Workers were shuffling around the 50m-high, 19th-century arch setting up 25,000 sq m of silvery blue, recyclable plastic wrapping, which will be on view between Sept 18 and Oct 3.
Imagined decades ago in 1961 by the late Bulgarian-born artist Christo and his wife and fellow artist Jeanne-Claude, who died in 2009, “L’Arc de Triomphe, Wrapped” was finally brought to life by Christo’s nephew, Vladimir Yavatchev at a cost of about €14 million euros (RM69 million).
“The biggest challenge for me is that Christo is not here. I miss his enthusiasm, his criticisms, his energy and all of these things. That, for me, really is the biggest challenge,” Yavatchev said.

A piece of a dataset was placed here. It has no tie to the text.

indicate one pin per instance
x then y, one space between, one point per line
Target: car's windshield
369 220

Christo, who spent part of his life in Paris and in New York, once rented a small room near the famed Champs-Elysees avenue after moving to Paris in 1958, when he experimented with wrapping discarded crates and barrels with fabric and rope, according to an official site about the artist.
Christo, whose full name is Christo Javacheff, was known for his larger-than-life installations. He wrapped up a stretch of coastline in Australia and the Reichstag parliament building in Berlin, and strung up a huge curtain in part of a canyon in Colorado. He worked closely with Jeanne-Claude on the projects.
The pair covered Paris’s Pont Neuf bridge in yellow cloth in 1985.
The Arc de Triomphe project, involving the most-visited monument in Paris that looms over one end of the Champs-Elysees, will still allow tourists to visit the site and its panoramic terrace.
The monument is also home to a tribute to the Unknown Soldier, in the form of a flame of remembrance that is rekindled every day.